Sarò sibillino: è una porcata. E il fatto di alludere al sistema tedesco palesa la frode che ci sta dietro. I diversamente giovani ricorderanno quando da piccoli si giocava alla tedesca, calciando il pallone in porta al volo e sperando di segnare. Il gioco fu inventato in Olanda, poi diffuso in Europa e chiamato impropriamente “alla tedesca”, probabilmente per rimandare alla sua origine straniera.
Anche in questo sistema elettorale di tedesco non c’è nulla, tranne una dolosa suggestione a qualcosa che per sua natura dovrebbe essere lineare, puntuale, chiaro, perfetto… diciamo “tedesco”.
Ricorda tanto le cravatte dei cinesi a “5 eulo”, con scritto dietro “vera seta”. Oppure il “Parmisan” americano, con la bandierina italiana sulla confezione.
In Germania il numero dei seggi è variabile e l’elettore ha due schede: con una sceglie il candidato al collegio uninominale (assegnato col maggioritario), con l’altra vota il partito che otterrà i seggi in funzione dei voti proporzionalmente ottenuti.
Con questo sistema l’elettore decide la sorte del candidato al collegio uninominale: chi si candida e non vince nel collegio, non viene eletto. Non ci sono ripescaggi di sorta. È altresì rispettato il criterio di proporzionalità, perché una parte dei seggi è assegnata sulla base delle preferenze accumulate su base nazionale.
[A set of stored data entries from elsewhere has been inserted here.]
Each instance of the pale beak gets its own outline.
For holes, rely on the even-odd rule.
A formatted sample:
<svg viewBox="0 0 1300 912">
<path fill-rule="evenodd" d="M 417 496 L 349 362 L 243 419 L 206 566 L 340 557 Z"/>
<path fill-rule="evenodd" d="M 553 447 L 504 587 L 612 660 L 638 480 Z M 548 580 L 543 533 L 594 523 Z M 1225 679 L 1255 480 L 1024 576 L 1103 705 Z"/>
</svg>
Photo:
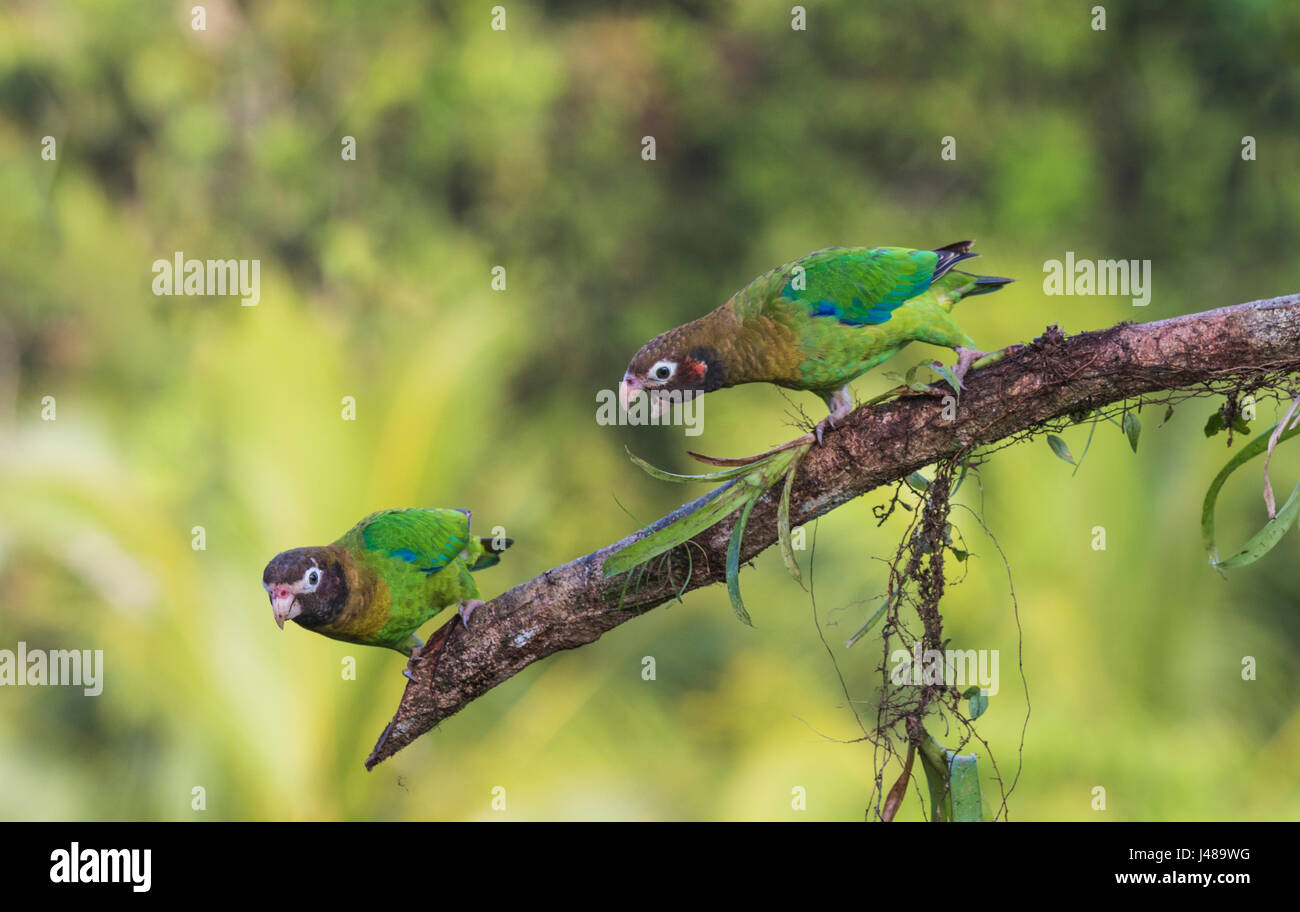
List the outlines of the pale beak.
<svg viewBox="0 0 1300 912">
<path fill-rule="evenodd" d="M 642 389 L 640 380 L 632 374 L 624 374 L 623 382 L 618 385 L 619 407 L 626 412 L 628 405 L 632 402 L 632 397 L 641 392 Z"/>
<path fill-rule="evenodd" d="M 285 621 L 291 621 L 302 614 L 302 606 L 298 604 L 298 594 L 288 586 L 271 586 L 266 591 L 271 597 L 271 610 L 275 612 L 275 623 L 281 630 L 284 629 Z"/>
</svg>

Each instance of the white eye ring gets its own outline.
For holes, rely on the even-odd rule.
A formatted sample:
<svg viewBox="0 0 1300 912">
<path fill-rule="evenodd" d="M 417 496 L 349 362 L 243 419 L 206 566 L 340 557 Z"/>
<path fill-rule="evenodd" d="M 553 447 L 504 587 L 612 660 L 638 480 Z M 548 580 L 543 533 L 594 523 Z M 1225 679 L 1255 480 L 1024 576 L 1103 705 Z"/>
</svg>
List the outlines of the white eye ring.
<svg viewBox="0 0 1300 912">
<path fill-rule="evenodd" d="M 667 383 L 669 380 L 673 379 L 673 375 L 676 373 L 676 361 L 656 361 L 646 376 L 656 382 Z"/>
<path fill-rule="evenodd" d="M 316 587 L 320 585 L 320 568 L 312 567 L 302 575 L 302 585 L 304 592 L 315 592 Z"/>
</svg>

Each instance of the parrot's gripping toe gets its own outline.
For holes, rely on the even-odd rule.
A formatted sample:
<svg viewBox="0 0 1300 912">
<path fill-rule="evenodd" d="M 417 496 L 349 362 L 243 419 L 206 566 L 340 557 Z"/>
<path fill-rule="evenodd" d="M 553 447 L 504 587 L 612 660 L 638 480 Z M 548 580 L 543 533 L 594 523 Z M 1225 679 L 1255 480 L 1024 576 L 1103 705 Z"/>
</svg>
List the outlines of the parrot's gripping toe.
<svg viewBox="0 0 1300 912">
<path fill-rule="evenodd" d="M 420 653 L 423 652 L 424 647 L 428 645 L 427 643 L 421 643 L 420 638 L 415 634 L 411 634 L 411 642 L 415 645 L 411 646 L 411 651 L 408 653 L 409 657 L 406 662 L 406 667 L 402 669 L 402 677 L 406 678 L 408 681 L 415 680 L 415 676 L 411 674 L 411 666 L 415 664 L 415 660 L 420 657 Z"/>
<path fill-rule="evenodd" d="M 460 603 L 460 622 L 469 627 L 470 616 L 479 608 L 482 608 L 484 602 L 482 599 L 470 599 L 468 602 Z M 494 615 L 495 616 L 495 615 Z"/>
<path fill-rule="evenodd" d="M 817 438 L 817 445 L 822 445 L 822 435 L 826 429 L 833 428 L 840 422 L 841 418 L 847 418 L 853 411 L 853 394 L 849 392 L 847 386 L 836 390 L 827 400 L 826 406 L 830 409 L 830 414 L 817 422 L 813 428 L 813 436 Z"/>
<path fill-rule="evenodd" d="M 827 415 L 821 421 L 818 421 L 817 426 L 813 428 L 813 436 L 817 438 L 818 446 L 822 445 L 822 435 L 826 433 L 828 427 L 835 427 L 834 415 Z"/>
<path fill-rule="evenodd" d="M 957 378 L 957 389 L 953 392 L 959 393 L 966 388 L 966 372 L 970 370 L 971 365 L 988 355 L 976 348 L 959 347 L 953 350 L 957 352 L 957 363 L 952 366 L 952 375 Z"/>
</svg>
I tedeschi hanno anche l’istituto della cosiddetta “sfiducia costruttiva”, che impedendo di sfiduciare una Maggioranza senza indicarne una sostitutiva, garantisce lunga stabilità al sistema. Insomma, proporzionale, ma buono.
Quello che si prospetta in Italia, col placet praticamente unanime, è un proporzionale puro, come trent’anni fa: vengono eletti i vincenti dei collegi uninominali e ripescati anche i migliori sconfitti. Se un partito deve ricevere più seggi di quelli che ha già conquistato nei collegi uninominali, si passa alla nomina attraverso i listini bloccati delle circoscrizioni, dove i candidati sono scelti unicamente sulla base del loro numero di lista pre-stabilito dai segretari di partito. Va da sé che qui sono i partiti a decidere i parlamentari e all’elettore non spetta alcuna preferenza. Non c’è neppure la possibilità di voto disgiunto: con un voto solo si sceglie contemporaneamente il partito, il candidato uninominale e il listino. Saranno poi gli algoritmi a decidere la composizione delle Camere.
Non serve assaggiare il Parmisan per capire che fa schifo.